With the advent of the Field-Programmable Gate Array (FPGA), it has become possible to carry out computationally intensive tasks with very modest power consumption. Computations that in a ground segment consume 100s of Watts can be implemented in an FPGA that only consumes 5-10W – at least in theory. The main challenge today is that FPGA programming is vastly more difficult than traditional computer programming, and this skill is only possessed by a minute, specially trained fraction of programmers. A strategic objective of the REMIS project was to contribute to "democratize" on-board processing by having a team of non-specialized software engineers implement relatively complex processing in FPGA as a proof of concept. The introduction of subcontactor EmLogic in the project (specialized FPGA engineers) somewhat contradicted this objective, but was deemed necessary to succeed with the development. The detailed technical objectives were the following 4:

### High-level task: Ship detection

Of all high-level processing tasks than can be implemented on board, the one that would bring the most benefit is arguably ship detection (or *maritime intelligence* as we call it in project title). This is because the oceans are vast and an EO satellite in LEO spends the majority of its time with nothing to look at besides ocean. The ships are basically the only interesting piece of information in those images, but only occupy a tiny fraction of the pixels (<1 in a million). Identifying the ships on board and downlinking only those pixels would therefore extend the utility of the satellite without any significant increase in downlink volume. Project participant Vake specializes in ship detection in (downlinked) satellite imagery and routinely provides these detections to its clients in near real time, together with correlated AIS readings from other sources. Both general monitoring and discovery of violators of shipping regulations are interesting topics for Vake's clients.

To make the detections, Vake employs deep machine learning models (CNNs). The detection processing currently takes place in cloud computers with GPUs using the open-source PyTorch library. Unfortunately, implementing a CNN processor in FPGA would be an undertaking too large for a project. Fortunately, though, AMD/Xilinx, the inventor and foremost producer of FPGAs, freely offers the Vitis AI

DPU, a CNN processor that is compatible with some of their FPGA chips. AMD/Xilinx also offers related tooling software, such as the Vitis AI PyTorch Quantizer, to facilitate the adoption of their CNN processor, which we have used in this project.

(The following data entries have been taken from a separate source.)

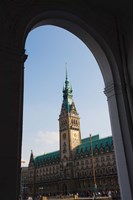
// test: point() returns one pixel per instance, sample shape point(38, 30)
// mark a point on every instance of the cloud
point(45, 142)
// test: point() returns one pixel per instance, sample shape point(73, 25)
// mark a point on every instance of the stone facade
point(79, 164)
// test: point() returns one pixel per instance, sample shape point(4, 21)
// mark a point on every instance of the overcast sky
point(49, 48)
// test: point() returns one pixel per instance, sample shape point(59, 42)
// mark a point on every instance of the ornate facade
point(73, 168)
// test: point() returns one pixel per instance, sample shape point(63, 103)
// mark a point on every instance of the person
point(109, 194)
point(30, 198)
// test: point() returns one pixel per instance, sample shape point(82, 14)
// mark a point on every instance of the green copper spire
point(67, 93)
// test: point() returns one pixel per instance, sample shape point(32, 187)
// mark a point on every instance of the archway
point(101, 27)
point(107, 63)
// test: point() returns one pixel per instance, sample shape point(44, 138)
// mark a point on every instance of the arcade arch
point(103, 33)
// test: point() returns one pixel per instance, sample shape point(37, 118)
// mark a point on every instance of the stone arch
point(98, 39)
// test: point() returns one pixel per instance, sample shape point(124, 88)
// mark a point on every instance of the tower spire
point(67, 93)
point(66, 72)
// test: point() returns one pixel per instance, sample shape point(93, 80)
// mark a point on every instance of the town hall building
point(80, 165)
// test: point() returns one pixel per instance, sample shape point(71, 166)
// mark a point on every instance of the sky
point(49, 48)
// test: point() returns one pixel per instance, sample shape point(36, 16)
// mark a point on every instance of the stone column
point(121, 131)
point(11, 109)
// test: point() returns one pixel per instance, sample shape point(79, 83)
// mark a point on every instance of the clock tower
point(69, 124)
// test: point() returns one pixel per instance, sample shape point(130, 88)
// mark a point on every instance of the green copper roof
point(96, 143)
point(83, 147)
point(67, 94)
point(46, 157)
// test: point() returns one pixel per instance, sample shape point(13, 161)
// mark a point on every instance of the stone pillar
point(121, 131)
point(11, 107)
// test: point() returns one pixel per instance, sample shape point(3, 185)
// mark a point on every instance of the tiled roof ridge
point(47, 154)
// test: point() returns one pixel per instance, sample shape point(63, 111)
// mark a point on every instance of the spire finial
point(66, 72)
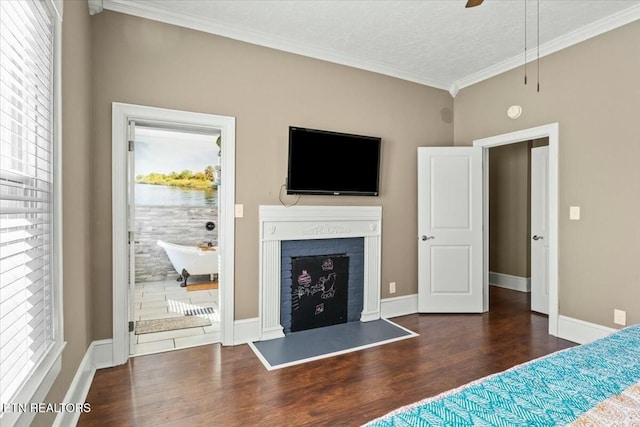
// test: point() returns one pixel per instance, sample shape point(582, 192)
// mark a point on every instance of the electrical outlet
point(620, 317)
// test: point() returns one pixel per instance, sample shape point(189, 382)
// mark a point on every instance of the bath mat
point(199, 311)
point(202, 286)
point(170, 324)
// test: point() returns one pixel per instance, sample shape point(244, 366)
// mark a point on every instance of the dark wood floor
point(228, 386)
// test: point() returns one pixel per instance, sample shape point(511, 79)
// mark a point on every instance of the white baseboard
point(581, 332)
point(399, 306)
point(103, 354)
point(507, 281)
point(246, 330)
point(98, 355)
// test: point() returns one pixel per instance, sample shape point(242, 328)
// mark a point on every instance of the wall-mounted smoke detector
point(514, 111)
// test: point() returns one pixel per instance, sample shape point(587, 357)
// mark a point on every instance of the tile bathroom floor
point(164, 299)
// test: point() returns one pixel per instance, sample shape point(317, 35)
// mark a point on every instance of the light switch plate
point(574, 213)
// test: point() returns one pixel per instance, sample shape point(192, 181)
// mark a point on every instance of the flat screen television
point(332, 163)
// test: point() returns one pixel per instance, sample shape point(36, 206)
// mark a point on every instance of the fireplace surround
point(280, 223)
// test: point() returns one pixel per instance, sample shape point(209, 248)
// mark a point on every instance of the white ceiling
point(434, 42)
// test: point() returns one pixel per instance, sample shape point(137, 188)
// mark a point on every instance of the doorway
point(453, 267)
point(517, 217)
point(123, 284)
point(174, 209)
point(549, 132)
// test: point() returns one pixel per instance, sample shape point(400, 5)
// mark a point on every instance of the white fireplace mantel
point(280, 223)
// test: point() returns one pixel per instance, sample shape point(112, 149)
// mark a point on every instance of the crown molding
point(273, 42)
point(599, 27)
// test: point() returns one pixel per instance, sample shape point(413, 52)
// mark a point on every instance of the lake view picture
point(172, 172)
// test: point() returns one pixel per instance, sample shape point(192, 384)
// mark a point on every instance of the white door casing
point(540, 229)
point(550, 131)
point(450, 219)
point(131, 214)
point(121, 115)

### Preprocessing: Image equalization

Before imagery can be analysed with a CNN it must first be calibrated and made uniform – at least approximately. CNNs analyse spatially and radiometrially uniform images, thus both pixel non-uniformity and radiometric flat-fielding corrections are required. To make the imagery independent of illumination conditions, we have also included an elementary conversion from radiance to reflectance (so-called bottom-of-Rayleigh reflectance). This is convenient since the conversion takes the same form as the flat-fielding correction, and does not require detailed knowledge of the meteorological conditions. Furthermore, since small imagers typically have narrow FOV and operate with varying (and perhaps unstable) tilt angle to reach further from nadir, we also include an orthorectification step to resample the image to a constant, uniform GSD. Finally, we have included a spectral resampling/downsampling/binning step to approximately work around spectral differences between the satellite imager and the CNN model's training imagery – this last step is important since training imagery is only readily available from a select few satellites (predominantly Sentinel-2 and Landsat 8) and a new imager is unlikely to be spectrally equivalent to any of those.

Compared to the L1 and L2 processing carried out in a typical ground segment, our on-board approximation (which we call *equalization*) misses the most complicated steps: Straylight correction, smile correction and aerosol correction, which we deem too complex to bring on board. We nevertheless believe the equalized imagery to be sufficiently uniform for a CNN analysis, either because the missing corrections are small (straylight, smile), or because the un-corrected effects are present in the training imagery (e.g. aerosol) and thus well understood by the CNN.

### Compression

Even if only a small portion of the imagery is downlinked, it is still desirable that it is compressed – preferably using lossy compression with a tuneable truncation threshold to disregard inherent measurement noise. In order to support this, we have incorporated an open-source CCSDS 123 compression processor [JF123] implemented in FPGA. This only support lossless compression, though. We have connected this to the output from the combined radiometric flat-fielding and reflectance conversion, where, in principle, no numerical information has been lost (orthorectification and spectral resampling are not reversible).

### Demonstrator

The project should deliver a "demo" [DP] in the form of source code, imagery, data, results, logs and instructions on how to build it on a Linux PC and and run it on a AMD/Xilinx ZCU104 Evaluation Kit board. The source code should be richly commented and reveal any valuable tricks and know-how accumulated during the project, much of which isn't written in the project documentation. The ZCU104, which carries the ZU7EV UltraScale+ MPSoC FPGA chip, is well suited as it has a lot of room in the FPGA, 2GB DRAM, an SD card slot and DisplayPort and HDMI connectors that can be used for live demo output. Unfortunately, this board has more than doubled in price since the project started.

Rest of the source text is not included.